In regard to a “methodological” limitation, Chesebro suggested that Burke’s pentad was used too categorically by the casual critic, with the concern that the pentad would be used similar to the neo-Aristotelian method (363). But, as Tompkins and Cheney pointed out in 1993, it is not Burke’s fault that some of his followers misuse the pentad. Plenty of scholars have used Burke’s critical machinery thoughtfully, deftly, and productively. We need not be victims of a Burkean methodological trap.

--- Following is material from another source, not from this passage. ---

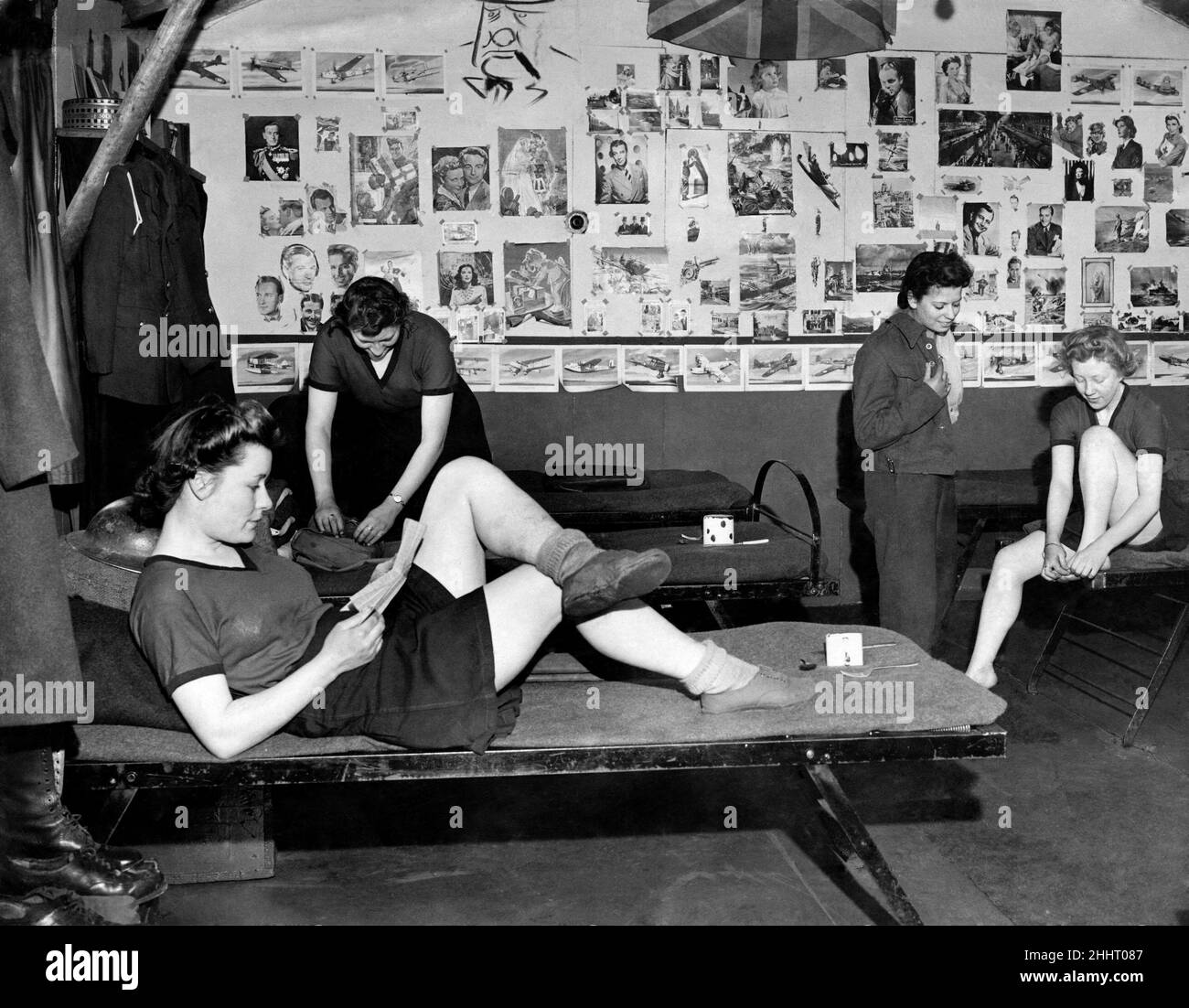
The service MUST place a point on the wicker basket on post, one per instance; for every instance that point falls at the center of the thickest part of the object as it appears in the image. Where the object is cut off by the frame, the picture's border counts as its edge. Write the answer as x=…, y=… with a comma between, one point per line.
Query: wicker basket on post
x=90, y=113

Recent work in Burke studies demonstrates that there is much more to say about original texts and biographical and social contexts. In KB Journal, notably, the focus is significant. Roberts Wess’s “Representative Anecdotes in General, with Notes toward a Representative Anecdote for Burkean Ecocriticism in Particular” argued that a representative anecdote was a “part of” reality rather than “apart from” reality to explicate views on ecocriticism, antifoundationalism, and foundational ecocriticism. Jo Scott-Coe emphasized Burke’s original work in “Canonical Doubt, Critical Certainty: Counter Conventions in Augustine and Kenneth Burke.” She analyzed the extensive writings of Burke and Augustine to re-address intersections between religion, literary, and critical vocabulary. Erin Wais’s “’Trained Incapacity’: Thorstein Veblen and Kenneth Burke” traced the phrase “trained incapacity” in the work of Burke and Thorsten Veblen, clearing up the confusion whether Veblen coined the phrase and Burke’s more expansive version of it.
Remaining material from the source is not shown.